Tuesday, November 5, 2013

Let's play tic-tac-toe in Autodesk Inventor via Vault

How can we make any training less painfull and more clear for end user? Of cource, by just turning it in game! Sometimes customer needs to take a continious practice in working with PDM system.

I've made some kind of game you'd like: a tic-tac-toe in Autodesk Inventor.
Gameboard and control panel
While playing you can use this assembly to enhance bunch of collaboration and data management skills:
  • check in/check out
  • revisions
  • reviewing
  • life cycles
  • etc.
There's video that demonstrates possibilities of Autodesk Vault in engineering collaboration and assembly modification on a fly within Autodesk Inventor.

The assembly archive is stored in Google Drive in tic-tac-toe.zip.

Wednesday, October 9, 2013

Autodesk Vault DYK: storing enterprise instructions

Meet the first of the Autodesk Vault "Did You Know?"!

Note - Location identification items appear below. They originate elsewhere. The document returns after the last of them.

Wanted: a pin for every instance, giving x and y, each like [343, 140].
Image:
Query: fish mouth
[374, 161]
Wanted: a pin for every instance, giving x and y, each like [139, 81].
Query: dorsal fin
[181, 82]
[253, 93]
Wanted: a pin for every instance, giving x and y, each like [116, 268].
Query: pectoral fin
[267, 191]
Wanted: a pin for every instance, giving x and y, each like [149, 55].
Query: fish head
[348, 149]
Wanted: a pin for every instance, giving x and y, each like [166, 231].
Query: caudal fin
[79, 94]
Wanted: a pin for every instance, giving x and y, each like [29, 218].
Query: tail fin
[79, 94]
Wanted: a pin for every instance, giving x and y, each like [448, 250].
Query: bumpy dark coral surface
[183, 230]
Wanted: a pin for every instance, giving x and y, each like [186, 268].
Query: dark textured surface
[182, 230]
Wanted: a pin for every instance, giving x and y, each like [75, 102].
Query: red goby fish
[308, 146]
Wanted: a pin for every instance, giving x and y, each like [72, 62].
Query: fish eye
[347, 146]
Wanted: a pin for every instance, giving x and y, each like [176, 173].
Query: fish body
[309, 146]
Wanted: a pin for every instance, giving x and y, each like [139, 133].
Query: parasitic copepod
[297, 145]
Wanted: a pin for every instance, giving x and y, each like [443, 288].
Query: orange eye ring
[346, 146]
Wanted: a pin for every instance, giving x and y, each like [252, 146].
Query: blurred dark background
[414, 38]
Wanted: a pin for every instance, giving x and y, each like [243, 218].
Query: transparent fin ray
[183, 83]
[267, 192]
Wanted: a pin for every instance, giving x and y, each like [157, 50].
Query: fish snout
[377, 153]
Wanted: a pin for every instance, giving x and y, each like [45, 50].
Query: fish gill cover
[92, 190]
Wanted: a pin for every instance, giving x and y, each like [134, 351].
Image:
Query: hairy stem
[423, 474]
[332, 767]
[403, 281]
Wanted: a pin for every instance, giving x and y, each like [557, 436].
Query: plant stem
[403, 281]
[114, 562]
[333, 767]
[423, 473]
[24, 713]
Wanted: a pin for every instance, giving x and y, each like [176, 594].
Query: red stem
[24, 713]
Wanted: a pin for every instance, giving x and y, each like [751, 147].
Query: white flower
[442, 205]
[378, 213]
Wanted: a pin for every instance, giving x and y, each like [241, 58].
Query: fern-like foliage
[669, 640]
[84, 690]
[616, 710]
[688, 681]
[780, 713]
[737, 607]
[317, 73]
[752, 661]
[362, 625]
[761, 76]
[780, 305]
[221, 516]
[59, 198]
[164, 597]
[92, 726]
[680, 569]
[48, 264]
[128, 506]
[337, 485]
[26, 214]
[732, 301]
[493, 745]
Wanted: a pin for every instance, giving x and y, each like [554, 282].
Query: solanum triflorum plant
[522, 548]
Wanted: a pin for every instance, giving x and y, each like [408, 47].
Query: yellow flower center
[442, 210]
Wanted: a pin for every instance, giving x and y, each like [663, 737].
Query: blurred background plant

Maybe, you'll find some fresh ideas about implementing and improving of PDM/PLM for your customers (if you're System Integrator) either within your Enterprise (while you're System Administrator). So let's start right now!

AVDYK0001: "You could develope and store enterprise instructions for your stuff in special Vault folder".
Here's example algorythm to do this thing:
  1. Create library folder that could be called like "PDM instructions".
  2. Publish your enterprise standards into folder in common format: Word, Excel, Visio, PDF etc.
  3. Create Category definition "Instruction".
  4. Assign Revision scheme to this Category.
  5. Assign Lifecycle to category.
  6. Mark all instructions with "Instructions" Category.
  7. Assign revision "A" to all instructions files.
  8. Manage security for files or whole folder to protect them from uncoordinated editing.
  9. If it's needed, you could create new revisions of standards and/or develope them jointly.
  10. The instructions could be accessed both from Vault Explorer and from web browser.

Thursday, February 7, 2013

Suggestion of "PDM at PLM" model: "conveyor at assembly line"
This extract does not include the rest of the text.